Without having Morty to clone him within his own dimension, Rick awakens as a clone in a separate dimension, and becomes captured by a fascist version of Morty. Fascist Morty hilariously imitates the obnoxious and entitled side of the show’s fanbase, acting as an unsubtle middle finger to the loud minority of its viewership.
The two diverging plotlines make up the rest of the episode’s runtime, with increasingly bizarre and absurd scenarios typical of Rick and Morty. The episode’s final confrontation is particularly well animated, with grotesque yet oddly beautiful transformation and fight sequences that seem to be a notch above the show’s usual quality.
After over two years, Rick and Morty has returned with the same structure it had before, with perhaps even less emphasis on overarching narrative than prior seasons. “Edge of Tomorty” isn’t particularly remarkable for huge laughs or plot twists (despite the death of one of its title characters), but it remains an entertaining and amusing story throughout.

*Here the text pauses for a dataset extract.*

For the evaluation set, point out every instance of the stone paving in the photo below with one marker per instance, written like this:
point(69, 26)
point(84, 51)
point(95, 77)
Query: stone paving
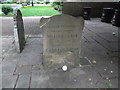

Rick and Morty use the last minute of the episode to tear down the fourth wall and talk about how this season will have some classic adventures, but some “new stuff” as well. Sunday night’s episode certainly falls into the former camp, so it will be interesting what creators Dan Harmon and Roiland have cooked up for the latter category in the coming weeks.
Rick and Morty airs Sundays at 11:30 p.m. on Adult Swim.